BACKGROUND OF THE INVENTION

1. Field of the Invention
The present invention relaters to a gene gun, and more particularly to a percussion mechanism for a gene gun.
2. Description of the Related Art
A gene gun is used in biolistic transformation (i.e. transgenic planting, DNA vaccines and gene therapy). DNA- or vaccine-coated metal (i.e. gold and tungsten) particles are loaded into the gene gun and are injected into any target cell or tissue with a gene gun operating on a pressurized gas (i.e. helium and nitrogen). DNA or vaccines are coated on metal particles and injected into cells so that the cells do not have to be removed from tissue to achieve the desired effect.
However, conventional gene guns do not have enough sustained force. When the gene gun is activated, a pressurized gas pulse propels the DNA- or vaccine-coated particles for a very short time. Consequently, the DNA or vaccine tends to stay in cutis and fails to achieve the desired effect.

SUMMARY OF THE INVENTION

The primary objective of the present invention is to provide a percussion mechanism for a gene gun to prolong the time that pressurized gas in the gene gun propels DNA- or vaccine-coated metal particles and effectively deliver the DNA- or vaccine-coated metal particles to any target cell or tissue.
The percussion mechanism in accordance with the present invention for a gene gun having a barrel is attached to the barrel and has a gun body, a percussion assembly and a trigger assembly.
A percussion mechanism for a gene gun has a gun body, a percussion assembly and a trigger assembly. The gun body has a trigger chamber, a tubular channel having a valve seat. The percussion assembly is mounted in the tubular channel and has a drive shaft selectively closing the valve seat, an adjusting plug, a spring and a drive lever abutting the drive shaft and extending into the trigger chamber. The trigger assembly is mounted in the trigger chamber and has a trigger and a hammer. When the trigger is pulled, the hammer strikes and pivots the drive lever to pull the drive shaft away from the valve seat, and pressurized gas in the tubular channel discharges into a barrel of the gene gun. The adjusting plug is movable to adjust the spring resilience to control how long the drive shaft is separated from the valve seat.
drive lever Because the resilience of the spring of the percussion assembly is adjustable, the time that the distal end of the drive shaft is away from the valve seat can be adjusted so the pressurized gas in pressure chamber has a longer time to push the DNA- or vaccine-coated metal particles in the barrel.
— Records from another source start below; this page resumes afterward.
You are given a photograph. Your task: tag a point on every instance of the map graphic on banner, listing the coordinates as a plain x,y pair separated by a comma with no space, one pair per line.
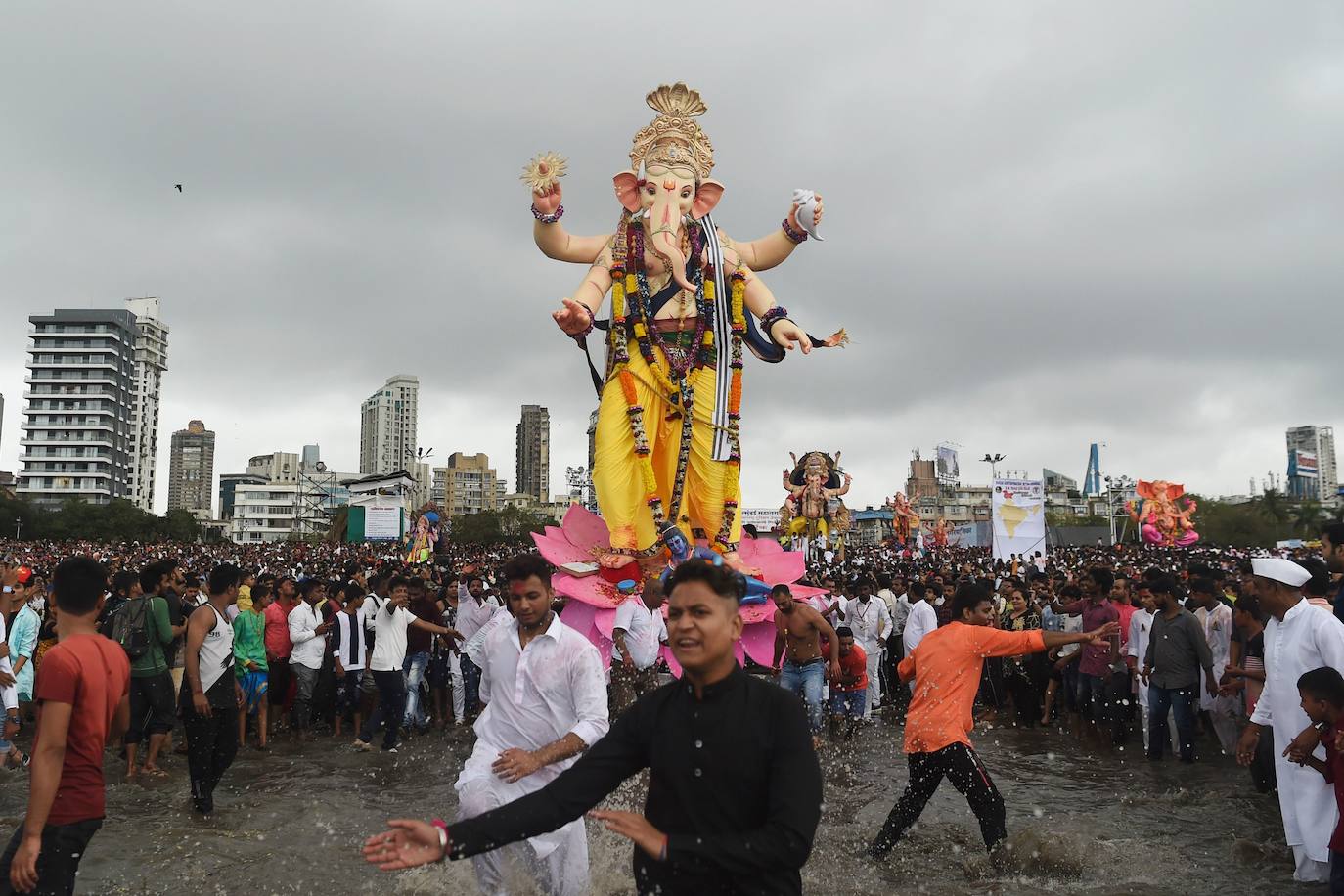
1017,517
383,524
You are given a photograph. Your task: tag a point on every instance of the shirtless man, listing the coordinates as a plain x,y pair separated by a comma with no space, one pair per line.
797,639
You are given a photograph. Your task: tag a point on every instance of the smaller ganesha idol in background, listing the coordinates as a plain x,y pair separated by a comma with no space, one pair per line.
680,551
423,540
1160,518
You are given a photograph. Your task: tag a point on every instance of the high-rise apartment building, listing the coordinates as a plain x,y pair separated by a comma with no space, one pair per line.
277,467
1312,471
467,485
191,470
77,427
534,453
387,427
151,363
229,485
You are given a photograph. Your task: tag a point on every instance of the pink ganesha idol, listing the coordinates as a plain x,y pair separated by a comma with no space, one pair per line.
593,597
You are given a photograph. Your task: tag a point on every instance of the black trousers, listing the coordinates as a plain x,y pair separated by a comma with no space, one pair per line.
211,745
391,704
963,767
152,709
58,863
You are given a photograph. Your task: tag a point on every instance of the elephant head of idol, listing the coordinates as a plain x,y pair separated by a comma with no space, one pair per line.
668,183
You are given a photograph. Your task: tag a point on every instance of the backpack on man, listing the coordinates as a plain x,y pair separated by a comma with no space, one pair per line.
130,628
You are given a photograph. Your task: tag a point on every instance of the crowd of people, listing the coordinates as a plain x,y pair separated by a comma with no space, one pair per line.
207,649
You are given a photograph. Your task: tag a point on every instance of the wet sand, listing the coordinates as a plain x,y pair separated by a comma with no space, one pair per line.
291,821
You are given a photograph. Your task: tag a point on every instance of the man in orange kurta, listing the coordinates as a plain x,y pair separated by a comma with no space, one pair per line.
945,669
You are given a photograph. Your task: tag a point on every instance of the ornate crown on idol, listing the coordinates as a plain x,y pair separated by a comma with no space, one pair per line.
674,137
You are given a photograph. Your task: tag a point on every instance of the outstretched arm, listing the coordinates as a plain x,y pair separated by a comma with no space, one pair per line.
578,312
558,244
772,248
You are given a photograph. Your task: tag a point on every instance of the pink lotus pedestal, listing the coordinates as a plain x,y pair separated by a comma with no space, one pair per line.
593,600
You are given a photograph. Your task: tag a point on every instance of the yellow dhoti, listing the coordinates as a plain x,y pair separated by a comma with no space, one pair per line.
798,525
615,473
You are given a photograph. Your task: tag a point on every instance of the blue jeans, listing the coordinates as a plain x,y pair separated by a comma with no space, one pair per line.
848,704
414,668
1183,702
470,687
805,681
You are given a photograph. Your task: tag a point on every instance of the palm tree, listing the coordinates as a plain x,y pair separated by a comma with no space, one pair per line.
1308,517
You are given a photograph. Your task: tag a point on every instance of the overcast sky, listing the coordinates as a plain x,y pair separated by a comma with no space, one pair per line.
1048,223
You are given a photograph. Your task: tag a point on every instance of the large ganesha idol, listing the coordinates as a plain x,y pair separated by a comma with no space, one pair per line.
686,298
1160,518
815,510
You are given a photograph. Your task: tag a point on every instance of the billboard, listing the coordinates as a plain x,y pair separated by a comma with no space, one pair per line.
764,518
1017,516
948,468
381,524
1303,464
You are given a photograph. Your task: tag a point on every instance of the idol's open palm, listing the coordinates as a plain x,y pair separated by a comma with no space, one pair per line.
406,844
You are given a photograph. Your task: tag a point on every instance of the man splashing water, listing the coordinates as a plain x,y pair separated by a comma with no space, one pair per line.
945,669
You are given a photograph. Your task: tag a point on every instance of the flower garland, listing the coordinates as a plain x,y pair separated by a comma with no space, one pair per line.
737,299
632,310
621,285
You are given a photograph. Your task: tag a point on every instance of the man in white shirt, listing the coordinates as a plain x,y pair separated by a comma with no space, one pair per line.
390,625
308,633
1136,648
636,636
1297,639
473,611
1217,619
545,701
922,618
870,622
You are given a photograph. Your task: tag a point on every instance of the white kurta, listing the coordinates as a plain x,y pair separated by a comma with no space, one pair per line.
532,697
920,621
872,623
1307,639
1218,633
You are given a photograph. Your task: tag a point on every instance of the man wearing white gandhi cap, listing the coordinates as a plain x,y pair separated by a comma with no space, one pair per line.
1298,637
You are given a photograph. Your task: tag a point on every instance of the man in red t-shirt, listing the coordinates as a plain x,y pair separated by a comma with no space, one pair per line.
82,694
850,692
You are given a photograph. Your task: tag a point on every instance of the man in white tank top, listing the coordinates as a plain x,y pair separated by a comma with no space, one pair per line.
210,694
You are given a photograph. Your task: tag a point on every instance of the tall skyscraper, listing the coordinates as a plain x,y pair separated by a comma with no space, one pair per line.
81,395
387,427
151,363
1312,471
191,470
534,453
470,485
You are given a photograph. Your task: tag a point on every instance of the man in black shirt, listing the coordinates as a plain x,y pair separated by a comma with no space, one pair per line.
734,787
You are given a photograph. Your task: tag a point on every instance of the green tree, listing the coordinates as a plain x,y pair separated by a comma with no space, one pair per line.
179,525
477,528
1308,517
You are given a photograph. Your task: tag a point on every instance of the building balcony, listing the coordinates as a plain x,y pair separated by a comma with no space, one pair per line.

Thus, the DNA- or vaccine-coated metal particles can be pushed more powerfully to ensure penetration of the cutis and be delivered into any target cell or tissue to achieve the expected effect.
Other objectives, advantages and novel features of the invention will become more apparent from the following detailed description when taken in conjunction with the accompanying drawings.

BRIEF DESCRIPTION OF THE DRAWINGS

FIG. 1 is a side view in partial section of a first embodiment of a percussion mechanism for a gene gun in accordance with the present invention;
FIG. 2 is an operational side view in partial section of the percussion mechanism in FIG. 1 in a cocked position;
FIG. 3 is an operational side view in partial section of the percussion mechanism in FIG. 2 with the trigger being pulled;
FIG. 4 is an operational side view in partial section of the percussion mechanism in FIG. 3 with the hammer moving the drive shaft back and opening the valve seat;
FIG. 5 is an operational side view in partial section of the percussion mechanism in FIG. 4 with the hammer providing a resistance to the drive shafty's forward movement;
FIG. 6 is an operational side view in partial section of the percussion mechanism in FIG. 3 with the drive shaft pressed forward by the drive shaft spring and closing the valve seat;
FIG. 7 is an operational side view in partial section-of the percussion mechanism in FIG. 1 with the adjusting plug being rotated to adjust the drive shaft spring pressure on the drive shaft;
FIG. 8 is an operational side view in partial section of a second embodiment of a percussion mechanism in accordance with the present invention for a gene gun in a cocked position;
FIG. 9 is an operational side view in partial section of the percussion mechanism in FIG. 8 with the trigger being pulled;
FIG. 10 is an operational side view in partial section of the percussion mechanism in FIG. 9 with the hammer pressing the drive shaft back and opening the valve seat; and
FIG. 11 is an operational side view in partial section of the percussion mechanism in FIG. 10 with the drive shaft spring pressing the drive shaft forward to close the valve seat and the hammer back to a cocked position.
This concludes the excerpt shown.